The second part, the lamp base is a gloriously golden brass ormulu example of art deco abstract anemone and geometric design, with three arms supporting the lampshade. The arms each have a screw with which you tighten to secure the lampshade in place, I have left these deliberately loose in the photos. The lamp base is unmarked.
Together, the two pieces offer a lamp which is a wonderful representation of sunshine itself to brighten any room, whatever the season.
Lampshade: excellent, no chips, cracks or scratches, faint wear around edge of rim commensurable with age. Lamp base has small stains, again commensurable with age, however is fully functioning. Note that the plug extension is European and lightbulb is not included. Please do see photos as part of condition report.
The light is fitted with a European plug and in excellent working condition.
Lamp shade - height: c. 7.8" / 20 cm by c. 8.1" / 21 cm diameter
Lamp base - height: c. 6.3" /16.5 cm by width: c. 7.3" / 19 cm (arm to arm)
Lamp shade and base combined - height: 13.1" / 34 cm
Unpackaged weight (lampshade and base) c. 2.1 kg / 2,063 g
Lamp base and shade will be securely packaged and shipping will be insured.
Shipping will be combined for multiple items.
A BIT OF HISTORY
Vianne was one of the biggest glass companies in France who produced fine hand blown glassware and was the last surviving glass company in France to do so until its closure in 2005. Vianne lampshades were used widely all over the world and its likely that you can still find some of their late 20th century pieces in lighting stores today.

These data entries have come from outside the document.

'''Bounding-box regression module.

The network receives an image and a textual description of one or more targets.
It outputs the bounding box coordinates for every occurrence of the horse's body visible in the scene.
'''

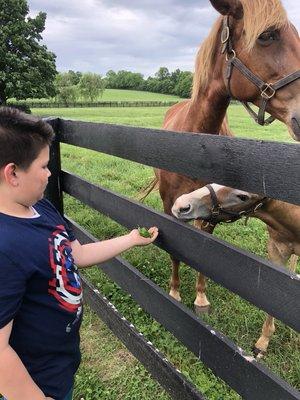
[148,0,300,311]
[172,184,300,355]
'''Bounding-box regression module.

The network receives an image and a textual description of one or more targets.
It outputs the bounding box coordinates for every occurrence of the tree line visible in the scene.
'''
[0,0,192,105]
[54,67,193,104]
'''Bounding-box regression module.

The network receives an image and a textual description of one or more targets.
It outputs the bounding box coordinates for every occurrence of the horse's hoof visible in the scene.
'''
[194,304,211,315]
[252,346,266,360]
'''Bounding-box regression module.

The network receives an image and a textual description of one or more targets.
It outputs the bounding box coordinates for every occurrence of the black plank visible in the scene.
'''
[69,220,300,400]
[82,277,205,400]
[44,117,63,214]
[61,172,300,331]
[59,120,300,204]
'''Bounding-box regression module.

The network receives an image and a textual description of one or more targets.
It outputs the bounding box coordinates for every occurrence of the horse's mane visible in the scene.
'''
[192,0,288,100]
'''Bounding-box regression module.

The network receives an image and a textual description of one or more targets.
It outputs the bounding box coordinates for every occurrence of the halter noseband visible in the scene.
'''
[205,185,268,226]
[221,15,300,125]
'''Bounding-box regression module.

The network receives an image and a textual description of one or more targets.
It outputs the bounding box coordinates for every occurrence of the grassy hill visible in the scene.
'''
[9,89,179,103]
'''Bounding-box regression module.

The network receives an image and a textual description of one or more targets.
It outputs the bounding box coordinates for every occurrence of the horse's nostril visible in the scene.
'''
[179,204,191,214]
[292,115,300,140]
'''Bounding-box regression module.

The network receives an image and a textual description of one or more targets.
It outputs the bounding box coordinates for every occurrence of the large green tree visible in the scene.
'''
[0,0,56,104]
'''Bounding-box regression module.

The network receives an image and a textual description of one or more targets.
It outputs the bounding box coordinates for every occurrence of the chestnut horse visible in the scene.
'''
[172,184,300,358]
[144,0,300,312]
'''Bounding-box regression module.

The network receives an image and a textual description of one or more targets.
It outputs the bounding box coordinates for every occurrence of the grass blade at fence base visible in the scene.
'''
[68,220,300,400]
[61,172,300,331]
[82,277,205,400]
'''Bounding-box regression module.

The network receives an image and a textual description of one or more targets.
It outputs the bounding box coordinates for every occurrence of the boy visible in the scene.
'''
[0,107,158,400]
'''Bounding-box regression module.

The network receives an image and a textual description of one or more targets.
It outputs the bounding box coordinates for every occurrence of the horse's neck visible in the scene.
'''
[254,199,300,240]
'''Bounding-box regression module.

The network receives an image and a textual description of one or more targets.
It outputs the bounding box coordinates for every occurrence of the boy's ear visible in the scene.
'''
[2,163,19,187]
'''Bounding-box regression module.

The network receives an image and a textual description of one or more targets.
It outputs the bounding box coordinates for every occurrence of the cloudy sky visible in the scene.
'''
[28,0,300,77]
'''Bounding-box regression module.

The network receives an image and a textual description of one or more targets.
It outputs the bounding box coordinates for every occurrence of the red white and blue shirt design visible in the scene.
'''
[0,200,82,400]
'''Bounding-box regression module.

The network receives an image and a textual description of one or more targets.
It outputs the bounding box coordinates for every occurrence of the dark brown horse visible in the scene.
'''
[172,184,300,357]
[144,0,300,312]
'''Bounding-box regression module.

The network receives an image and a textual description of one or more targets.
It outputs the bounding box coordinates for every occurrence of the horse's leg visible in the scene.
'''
[194,220,214,314]
[288,254,299,272]
[169,257,181,301]
[254,233,292,359]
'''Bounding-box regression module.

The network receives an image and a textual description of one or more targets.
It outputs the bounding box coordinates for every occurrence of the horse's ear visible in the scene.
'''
[210,0,244,19]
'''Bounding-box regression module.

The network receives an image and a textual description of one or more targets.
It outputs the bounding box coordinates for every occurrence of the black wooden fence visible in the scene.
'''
[48,119,300,400]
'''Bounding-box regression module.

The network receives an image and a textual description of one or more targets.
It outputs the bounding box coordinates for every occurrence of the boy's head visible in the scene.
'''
[0,107,54,170]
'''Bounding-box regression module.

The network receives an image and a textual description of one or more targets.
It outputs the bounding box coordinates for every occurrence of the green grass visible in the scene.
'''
[9,89,179,103]
[31,105,300,400]
[33,104,293,142]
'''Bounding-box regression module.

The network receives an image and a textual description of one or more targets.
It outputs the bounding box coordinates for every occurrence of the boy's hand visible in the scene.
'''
[129,226,158,246]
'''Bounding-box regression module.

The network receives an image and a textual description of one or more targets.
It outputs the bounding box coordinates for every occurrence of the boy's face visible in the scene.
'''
[15,146,51,207]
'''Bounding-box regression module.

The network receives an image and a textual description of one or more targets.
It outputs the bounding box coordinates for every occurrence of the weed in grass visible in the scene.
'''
[35,105,300,400]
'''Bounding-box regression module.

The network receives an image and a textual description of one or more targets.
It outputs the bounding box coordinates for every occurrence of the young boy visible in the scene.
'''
[0,107,158,400]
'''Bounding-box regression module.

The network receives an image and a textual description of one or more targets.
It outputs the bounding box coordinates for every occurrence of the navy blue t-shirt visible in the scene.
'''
[0,200,82,400]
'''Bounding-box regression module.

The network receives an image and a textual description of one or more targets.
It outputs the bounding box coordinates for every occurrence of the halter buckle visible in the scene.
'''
[226,49,236,61]
[260,83,276,100]
[210,208,220,218]
[253,202,264,212]
[221,26,230,44]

Brass Ormulu (from French or moulu, signifying ground or pounded gold) is an English term, used since the 18th century for the gilding technique of applying finely ground, high-carat gold–mercury amalgam to an object of bronze, and for objects finished in this way. The mercury is driven off in a kiln leaving behind a gold coating. The French refer to this technique as bronze doré; in English, it is known as "gilt bronze".